The White House's top official on Asian affairs told a Washington conference last week that the president's visit to China "shouldn't be tied" to the release of the American citizens and residents now being held in jail there (Charles Snyder, "Bush Visit 'Not Tied to Scholars,'" Hong Kong iMail, June 23). Torkel Patterson, a special assistant to the president and senior director for Asia at the National Security Council, was reported as saying that the U.S. should be prodding China to improve its judicial system and its treatment of prisoners more generally. We should "not get into the old habits" of focusing on the release of certain individuals, at the expense of "genuine reform."

If this is an accurate account of Patterson's view, and of the White House's, the administration will have -- in conjunction with the president's previous decision to grant China normal trade status (NTR) -- taken off the table the two most important bargaining chips it has in getting Americans out of China's jails.

Patterson's comments reflect a flawed conception of what the U.S. Government's obligations are to its citizens. It is an elemental duty of the U.S. Government to protect to the extent possible the liberties and safety of its citizens both here and abroad -- a duty which flows naturally from the rights set out by the Declaration of Independence and which our government was established to protect. From the nation's earliest days, we have not tolerated the arbitrary seizure of our citizens abroad; to do otherwise would be to increase the danger that our adversaries would conclude there is no cost to seizing Americans and holding them hostage.

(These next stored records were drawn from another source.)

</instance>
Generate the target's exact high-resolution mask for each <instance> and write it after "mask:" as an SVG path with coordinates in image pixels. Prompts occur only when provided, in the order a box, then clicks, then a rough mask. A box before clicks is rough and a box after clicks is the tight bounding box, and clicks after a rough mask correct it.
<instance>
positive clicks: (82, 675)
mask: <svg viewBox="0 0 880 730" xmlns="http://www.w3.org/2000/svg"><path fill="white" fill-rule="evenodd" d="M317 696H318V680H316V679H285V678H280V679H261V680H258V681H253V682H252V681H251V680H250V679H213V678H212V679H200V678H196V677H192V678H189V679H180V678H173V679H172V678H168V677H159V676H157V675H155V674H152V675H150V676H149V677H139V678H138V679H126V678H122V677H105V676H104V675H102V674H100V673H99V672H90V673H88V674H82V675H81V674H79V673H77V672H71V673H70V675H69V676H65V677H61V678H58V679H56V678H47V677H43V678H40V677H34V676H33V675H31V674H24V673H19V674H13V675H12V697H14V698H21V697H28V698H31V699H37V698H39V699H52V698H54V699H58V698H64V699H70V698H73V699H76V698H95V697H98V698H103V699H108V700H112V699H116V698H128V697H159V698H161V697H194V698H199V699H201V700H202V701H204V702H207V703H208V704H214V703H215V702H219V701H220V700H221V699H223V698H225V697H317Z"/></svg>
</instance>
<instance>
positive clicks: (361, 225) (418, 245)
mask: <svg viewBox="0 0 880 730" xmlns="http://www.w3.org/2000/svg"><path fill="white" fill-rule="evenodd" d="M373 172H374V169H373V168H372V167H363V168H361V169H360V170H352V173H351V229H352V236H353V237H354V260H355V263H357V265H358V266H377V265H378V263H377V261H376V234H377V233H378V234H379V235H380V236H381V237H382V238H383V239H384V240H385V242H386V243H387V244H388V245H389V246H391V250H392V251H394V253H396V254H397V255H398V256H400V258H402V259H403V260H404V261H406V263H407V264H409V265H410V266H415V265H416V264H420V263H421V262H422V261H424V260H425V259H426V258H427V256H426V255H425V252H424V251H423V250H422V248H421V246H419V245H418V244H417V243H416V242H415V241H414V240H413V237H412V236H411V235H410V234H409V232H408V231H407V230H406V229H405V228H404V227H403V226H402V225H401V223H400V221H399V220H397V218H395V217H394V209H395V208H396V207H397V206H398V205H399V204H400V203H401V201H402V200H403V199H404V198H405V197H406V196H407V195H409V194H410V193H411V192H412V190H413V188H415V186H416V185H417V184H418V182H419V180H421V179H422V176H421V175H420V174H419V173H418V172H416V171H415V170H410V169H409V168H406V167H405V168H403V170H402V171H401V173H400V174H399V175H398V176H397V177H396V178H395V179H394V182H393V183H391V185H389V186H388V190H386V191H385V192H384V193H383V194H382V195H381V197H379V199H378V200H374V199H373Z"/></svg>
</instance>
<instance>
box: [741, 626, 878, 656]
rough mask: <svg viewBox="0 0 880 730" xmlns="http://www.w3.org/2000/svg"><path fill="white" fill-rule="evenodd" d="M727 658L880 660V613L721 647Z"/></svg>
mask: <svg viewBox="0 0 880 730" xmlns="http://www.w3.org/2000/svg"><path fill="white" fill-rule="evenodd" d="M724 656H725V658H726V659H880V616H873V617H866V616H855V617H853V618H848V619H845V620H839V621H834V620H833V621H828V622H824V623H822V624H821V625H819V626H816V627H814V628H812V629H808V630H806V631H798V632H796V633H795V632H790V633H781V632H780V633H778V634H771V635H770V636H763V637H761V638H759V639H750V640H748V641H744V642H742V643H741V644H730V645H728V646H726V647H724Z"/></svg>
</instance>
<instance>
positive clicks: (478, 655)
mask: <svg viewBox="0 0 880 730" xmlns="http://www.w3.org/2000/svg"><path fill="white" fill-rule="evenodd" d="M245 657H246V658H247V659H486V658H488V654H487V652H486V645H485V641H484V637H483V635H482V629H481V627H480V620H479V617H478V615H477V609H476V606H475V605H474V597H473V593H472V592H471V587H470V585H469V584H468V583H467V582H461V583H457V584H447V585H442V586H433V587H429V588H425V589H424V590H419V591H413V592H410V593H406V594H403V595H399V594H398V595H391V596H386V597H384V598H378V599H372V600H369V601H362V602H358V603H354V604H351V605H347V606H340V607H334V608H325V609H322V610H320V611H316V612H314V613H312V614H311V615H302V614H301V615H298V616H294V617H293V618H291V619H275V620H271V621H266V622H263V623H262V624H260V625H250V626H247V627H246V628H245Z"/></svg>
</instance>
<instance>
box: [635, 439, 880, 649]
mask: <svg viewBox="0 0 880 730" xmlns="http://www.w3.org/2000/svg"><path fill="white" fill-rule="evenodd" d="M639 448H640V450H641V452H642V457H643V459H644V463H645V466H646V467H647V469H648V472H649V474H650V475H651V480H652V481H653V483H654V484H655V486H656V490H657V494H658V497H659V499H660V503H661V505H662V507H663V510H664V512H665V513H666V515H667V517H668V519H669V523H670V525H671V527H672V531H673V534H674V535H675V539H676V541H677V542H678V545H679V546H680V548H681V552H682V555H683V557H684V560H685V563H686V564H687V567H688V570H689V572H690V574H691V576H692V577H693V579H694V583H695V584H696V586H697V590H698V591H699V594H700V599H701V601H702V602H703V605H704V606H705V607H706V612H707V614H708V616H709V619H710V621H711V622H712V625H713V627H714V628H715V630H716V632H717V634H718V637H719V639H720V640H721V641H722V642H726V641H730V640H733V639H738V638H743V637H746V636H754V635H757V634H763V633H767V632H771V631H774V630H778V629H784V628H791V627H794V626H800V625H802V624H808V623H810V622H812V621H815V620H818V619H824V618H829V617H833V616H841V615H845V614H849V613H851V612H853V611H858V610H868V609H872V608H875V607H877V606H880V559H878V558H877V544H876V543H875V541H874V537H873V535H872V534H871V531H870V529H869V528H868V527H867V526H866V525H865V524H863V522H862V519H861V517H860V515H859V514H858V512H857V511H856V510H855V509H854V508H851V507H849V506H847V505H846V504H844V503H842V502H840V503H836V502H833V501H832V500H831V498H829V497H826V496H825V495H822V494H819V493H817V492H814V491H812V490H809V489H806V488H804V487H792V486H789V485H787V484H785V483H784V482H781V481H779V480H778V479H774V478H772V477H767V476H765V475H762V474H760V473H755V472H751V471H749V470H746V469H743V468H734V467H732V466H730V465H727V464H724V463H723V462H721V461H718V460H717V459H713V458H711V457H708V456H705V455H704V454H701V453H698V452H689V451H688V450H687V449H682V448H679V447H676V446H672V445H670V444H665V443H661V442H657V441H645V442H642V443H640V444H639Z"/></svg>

Moreover, the logic of associating judicial reform and release of the U.S. citizens and residents implies that there is a legal process underway in China that, while flawed, should still bind our actions. Given the character of the Chinese judicial system, this is absurd. Indeed, Patterson appears to argue that the individual liberty of our citizens should take a back seat to some larger, indeterminate process of internal Chinese reforms. One wonders if he would be making the same argument if his wife, daughter or son were sitting in a Chinese prison.

The dictators in Beijing will not respond to weak or conciliatory measures. They will only behave constructively when they think we take our citizens' liberties seriously. For the White House to say now that the president will be going to China regardless of whether Americans are still incarcerated there is the wrong signal to be sending.

Torkel Patterson, however, is right about one thing: no one likes it when U.S.-China policy is reduced to seeking a handful of released prisoners or other discrete concessions. By all means, our China policy should have a broader and more strategic focus. In the short-term, that means containing China's regional ambitions and, over the longer-term, doing everything in our power to push for China's democratization. But pretending that the current regime is interested in "genuine reform" because, in Mr. Patterson's words, it wants "to be seen in the world as a just society" is naive and dangerous.